Financials and Growth Drivers
Dixon's revenue rose 2.12% to ₹10,510.51 crore in Q4 FY26. This performance, coupled with strong full-year revenue of ₹49,586 crore (up 28%) and net profit of ₹1,644 crore (up 33%), provided a foundation for investor confidence. The company's ability to maintain revenue momentum, even as net profit fell to ₹256.41 crore from ₹400.82 crore in the same quarter last year, shows operational strength. This is supported by strong cash flow and a solid balance sheet, enabling continued investment in expansion. The market's reaction reflects optimism around the company's strategy to focus on higher-margin segments and its position within India's growing electronics manufacturing services (EMS) sector, rather than the quarterly profit miss.
Valuation and Sector Outlook
Dixon currently trades at a Price-to-Earnings (P/E) ratio of about 39x to 48x based on the last twelve months. This is higher than the hardware industry median P/E of about 32.35x but is more competitive than peers like Syrma SGS Technology (around 55.5x) and PG Electroplast (around 52.6x). Amber Enterprises India trades at much higher multiples, with P/E ratios from 137x to over 200x. The broader Indian EMS sector is experiencing substantial growth, expected to grow at a compound annual growth rate (CAGR) of about 27-30% through FY29. This growth is driven by government incentives like Production Linked Incentive (PLI) schemes, global supply chain shifts (like the 'China+1' strategy), and rising domestic demand.

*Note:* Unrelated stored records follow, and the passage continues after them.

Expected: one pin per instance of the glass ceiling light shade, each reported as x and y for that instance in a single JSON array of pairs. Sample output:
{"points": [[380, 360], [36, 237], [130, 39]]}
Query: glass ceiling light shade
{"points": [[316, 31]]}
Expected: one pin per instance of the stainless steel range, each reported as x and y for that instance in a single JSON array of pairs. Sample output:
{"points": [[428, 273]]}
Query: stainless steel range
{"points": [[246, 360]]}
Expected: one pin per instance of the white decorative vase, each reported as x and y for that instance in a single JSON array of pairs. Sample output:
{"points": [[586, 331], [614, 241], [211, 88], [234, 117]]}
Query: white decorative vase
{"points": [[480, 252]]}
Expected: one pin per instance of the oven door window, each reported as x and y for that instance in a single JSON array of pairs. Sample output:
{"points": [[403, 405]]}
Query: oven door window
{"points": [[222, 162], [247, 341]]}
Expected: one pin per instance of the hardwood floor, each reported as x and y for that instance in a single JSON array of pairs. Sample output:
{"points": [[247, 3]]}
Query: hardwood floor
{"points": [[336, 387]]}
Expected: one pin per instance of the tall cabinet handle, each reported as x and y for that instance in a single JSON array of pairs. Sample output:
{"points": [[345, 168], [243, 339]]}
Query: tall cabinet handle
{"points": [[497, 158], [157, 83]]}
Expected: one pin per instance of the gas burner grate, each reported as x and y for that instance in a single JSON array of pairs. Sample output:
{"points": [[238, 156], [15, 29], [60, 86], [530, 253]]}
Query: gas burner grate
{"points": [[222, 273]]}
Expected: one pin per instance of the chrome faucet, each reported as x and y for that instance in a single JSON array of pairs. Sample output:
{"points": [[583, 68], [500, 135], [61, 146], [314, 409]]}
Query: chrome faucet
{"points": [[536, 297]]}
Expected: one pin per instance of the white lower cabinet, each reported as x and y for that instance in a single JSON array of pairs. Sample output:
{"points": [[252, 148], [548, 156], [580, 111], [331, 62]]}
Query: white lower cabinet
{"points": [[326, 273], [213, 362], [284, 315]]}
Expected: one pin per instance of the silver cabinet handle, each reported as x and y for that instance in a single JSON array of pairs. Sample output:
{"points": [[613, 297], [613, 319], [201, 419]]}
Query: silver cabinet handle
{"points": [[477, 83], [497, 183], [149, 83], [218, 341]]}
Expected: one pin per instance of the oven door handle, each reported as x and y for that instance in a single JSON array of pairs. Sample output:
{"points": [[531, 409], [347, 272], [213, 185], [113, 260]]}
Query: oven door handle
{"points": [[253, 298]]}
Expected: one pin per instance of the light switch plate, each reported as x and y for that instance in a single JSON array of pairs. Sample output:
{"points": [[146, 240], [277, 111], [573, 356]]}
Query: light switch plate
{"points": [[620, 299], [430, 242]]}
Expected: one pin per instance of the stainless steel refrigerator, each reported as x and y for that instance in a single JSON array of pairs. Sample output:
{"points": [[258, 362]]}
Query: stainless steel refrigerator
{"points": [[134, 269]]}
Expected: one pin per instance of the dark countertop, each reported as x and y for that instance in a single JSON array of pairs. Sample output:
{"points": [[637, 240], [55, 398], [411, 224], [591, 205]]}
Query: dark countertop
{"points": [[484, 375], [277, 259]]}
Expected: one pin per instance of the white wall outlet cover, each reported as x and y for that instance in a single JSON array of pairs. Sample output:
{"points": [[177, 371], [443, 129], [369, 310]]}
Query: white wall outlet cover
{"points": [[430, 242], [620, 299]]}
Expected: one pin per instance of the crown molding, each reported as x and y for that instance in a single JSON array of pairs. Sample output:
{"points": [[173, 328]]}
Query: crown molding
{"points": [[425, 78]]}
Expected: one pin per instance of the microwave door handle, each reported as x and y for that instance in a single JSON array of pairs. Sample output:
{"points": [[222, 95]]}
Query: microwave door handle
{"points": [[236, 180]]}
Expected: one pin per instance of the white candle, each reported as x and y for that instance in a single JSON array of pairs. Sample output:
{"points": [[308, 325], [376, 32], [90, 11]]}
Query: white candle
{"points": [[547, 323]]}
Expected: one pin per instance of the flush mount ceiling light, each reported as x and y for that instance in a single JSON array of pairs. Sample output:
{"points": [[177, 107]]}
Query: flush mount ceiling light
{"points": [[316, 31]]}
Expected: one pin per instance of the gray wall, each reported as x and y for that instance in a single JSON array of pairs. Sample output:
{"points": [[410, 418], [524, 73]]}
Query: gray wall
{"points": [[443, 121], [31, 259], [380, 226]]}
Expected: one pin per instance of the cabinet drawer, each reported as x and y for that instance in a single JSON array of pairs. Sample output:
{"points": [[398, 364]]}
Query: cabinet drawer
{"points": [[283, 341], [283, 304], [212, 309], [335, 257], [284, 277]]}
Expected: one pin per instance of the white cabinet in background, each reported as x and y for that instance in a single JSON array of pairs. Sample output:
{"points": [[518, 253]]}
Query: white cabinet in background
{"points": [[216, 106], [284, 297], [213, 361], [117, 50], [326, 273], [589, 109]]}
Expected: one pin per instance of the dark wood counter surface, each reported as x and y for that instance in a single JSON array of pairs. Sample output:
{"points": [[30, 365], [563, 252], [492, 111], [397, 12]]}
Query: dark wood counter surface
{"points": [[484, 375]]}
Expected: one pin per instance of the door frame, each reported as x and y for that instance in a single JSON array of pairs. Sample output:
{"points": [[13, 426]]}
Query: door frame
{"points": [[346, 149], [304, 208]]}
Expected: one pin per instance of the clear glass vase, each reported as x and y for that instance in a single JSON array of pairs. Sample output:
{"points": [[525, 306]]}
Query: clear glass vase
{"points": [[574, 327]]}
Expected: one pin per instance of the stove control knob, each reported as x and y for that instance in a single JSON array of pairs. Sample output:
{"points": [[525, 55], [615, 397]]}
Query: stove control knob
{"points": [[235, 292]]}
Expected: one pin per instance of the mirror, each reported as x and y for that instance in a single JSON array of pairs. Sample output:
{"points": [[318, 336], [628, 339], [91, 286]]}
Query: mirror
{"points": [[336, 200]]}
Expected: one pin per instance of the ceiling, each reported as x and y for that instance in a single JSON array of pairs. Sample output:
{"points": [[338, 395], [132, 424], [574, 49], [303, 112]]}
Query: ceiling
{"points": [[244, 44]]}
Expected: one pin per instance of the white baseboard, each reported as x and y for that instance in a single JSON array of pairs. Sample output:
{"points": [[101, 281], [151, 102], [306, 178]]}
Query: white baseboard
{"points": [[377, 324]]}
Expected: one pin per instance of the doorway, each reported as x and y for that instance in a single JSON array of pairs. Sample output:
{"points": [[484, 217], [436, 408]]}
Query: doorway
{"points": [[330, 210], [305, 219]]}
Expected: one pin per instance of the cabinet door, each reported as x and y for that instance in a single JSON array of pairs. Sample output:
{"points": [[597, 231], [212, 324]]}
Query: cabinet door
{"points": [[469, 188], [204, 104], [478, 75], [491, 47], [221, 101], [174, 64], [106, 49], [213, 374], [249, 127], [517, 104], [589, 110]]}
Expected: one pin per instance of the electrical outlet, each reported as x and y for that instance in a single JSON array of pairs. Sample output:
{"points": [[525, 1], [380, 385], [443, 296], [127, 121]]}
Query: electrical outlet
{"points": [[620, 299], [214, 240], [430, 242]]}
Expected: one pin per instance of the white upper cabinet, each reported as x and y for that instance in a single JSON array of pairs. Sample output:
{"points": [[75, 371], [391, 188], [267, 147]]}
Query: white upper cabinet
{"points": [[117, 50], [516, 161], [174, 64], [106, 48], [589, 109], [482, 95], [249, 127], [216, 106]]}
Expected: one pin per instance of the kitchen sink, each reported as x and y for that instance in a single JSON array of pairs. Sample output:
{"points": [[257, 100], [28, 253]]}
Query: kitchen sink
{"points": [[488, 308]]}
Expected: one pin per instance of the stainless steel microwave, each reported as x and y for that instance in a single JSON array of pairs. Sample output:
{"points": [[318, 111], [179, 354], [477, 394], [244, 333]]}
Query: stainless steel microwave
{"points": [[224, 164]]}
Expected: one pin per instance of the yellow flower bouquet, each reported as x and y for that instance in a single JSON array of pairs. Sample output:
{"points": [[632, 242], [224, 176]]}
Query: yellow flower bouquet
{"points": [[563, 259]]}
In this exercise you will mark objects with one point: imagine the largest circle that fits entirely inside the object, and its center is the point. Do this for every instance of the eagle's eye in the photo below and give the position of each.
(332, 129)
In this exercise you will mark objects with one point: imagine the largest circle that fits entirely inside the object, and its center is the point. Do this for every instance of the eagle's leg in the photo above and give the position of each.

Dixon's strategy to diversify into display modules and industrial EMS fits with these sector trends. Historically, Dixon's stock has reacted to high valuations; last May, shares fell after strong results, showing high multiples can temper positive earnings reactions.
Analyst Concerns and Risks
Despite the market's short-term optimism, several factors warrant caution. A major concern is the impact of expiring Production Linked Incentive (PLI) benefits, which added about ₹350 crore to FY26 profits and are expected to reduce FY27 earnings. Rising component costs, especially for memory chips, continue to squeeze profit margins. For Q4 FY26, EBITDA margins fell to 3.9%. CLSA rates the stock Neutral, concerned that the smartphone market share is peaking and medium-term growth visibility is low. This highlights risks for Dixon's largest revenue segment. Goldman Sachs rates the stock 'Sell' with a target price of ₹9,790, expecting a weak FY27 mobile business outlook due to high DRAM prices and possible further earnings cuts. Regulatory uncertainty looms over the proposed joint venture with Vivo, which could add significant smartphone volumes. However, the deal awaits government approval and faces complications from an ongoing Enforcement Directorate probe into Vivo. Management admits missing early opportunities in industrial EMS, indicating potential agility challenges compared to faster competitors. The company's cost-plus model, though usually effective, has shown sensitivity to these operational pressures.
Future Outlook
Dixon Technologies is actively diversifying into higher-margin areas like data center servers, display modules, and industrial EMS. This aims to reduce reliance on the mobile segment and ease margin pressure. Management forecasts 12-15% revenue growth for FY27, driven by higher average selling prices (ASPs) in mobile and continued expansion in other areas. Analyst price targets show mixed views. Motilal Oswal set ₹14,600 and Macquarie ₹15,000, believing in the company's long-term potential and diversification strategy. However, JM Financial (₹11,200), CLSA (₹10,400), and Jefferies (₹10,280) offer more cautious targets, reflecting a divided outlook on the stock's short-to-medium term path amid execution risks and margin challenges.